What I see is roots extending from that origin of intent right throughout the project. Intent Driven Testing is more like the theoretical foundation around Context Driven testing. It completes the picture. IDT would be best visualised in tracing your steps, methods and thoughts back to the original intent. Your basis of risk becomes easily justifiable and in any contact with the business you can trace back to what is important (or not).

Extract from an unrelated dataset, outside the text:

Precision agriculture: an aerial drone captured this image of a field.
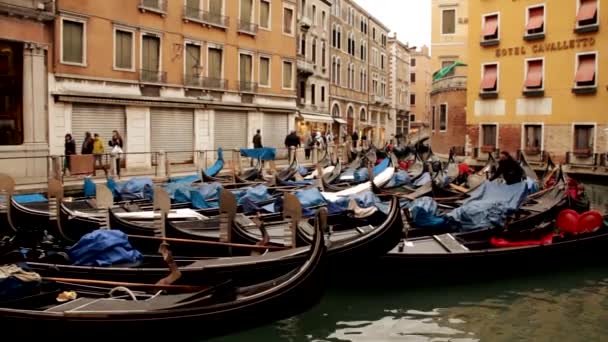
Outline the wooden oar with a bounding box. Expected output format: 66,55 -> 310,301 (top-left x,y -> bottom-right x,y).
44,277 -> 208,292
127,234 -> 287,250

So far this idea is new to me and I haven’t actually put into a process/methodology around a project but will do so the first chance I get. That shouldn’t keep anyone else finding new ways to capture the idea of IDT in what they think is appropriate. If you do so or have any other comments that extend/detail this concept please add in the comments (or link to whatever you did). I’d be very keen to take this further.
Author: Oliver Erlewein
Pingback: Five Blogs – 10 September 2012 « 5blogs
Intent driven testing is what ATDD (acceptance test driven development) is all about. The acceptance tests (even at a high level) define the scope of each story or feature. There are quite a few articles on this subject if you want to read more. Mostly it is related to agile projects, but I do not see why it couldn’t relate to traditional projects too.
I often like to think of people as meaning machines. We are designed to seek out meaning. We are designed to act with intent, to seek intent, to create meaning.
I have always encouraged test analysts to ask why? Why is the one of the most powerful questions we can ask. I also think it is good to be agnostic about the answer. Sometimes the fact that there is an answer is enough, because it demonstrates intent. It demonstrate the meaning behind the activity.
As testers, our job is to ask why? It’s not necessarily our job to say what the answer is; although we have may have expertise to contribute to the answer.
We should, in my opinion, as test analysts, be seeking out intent, trying to find the meaning in what is being done.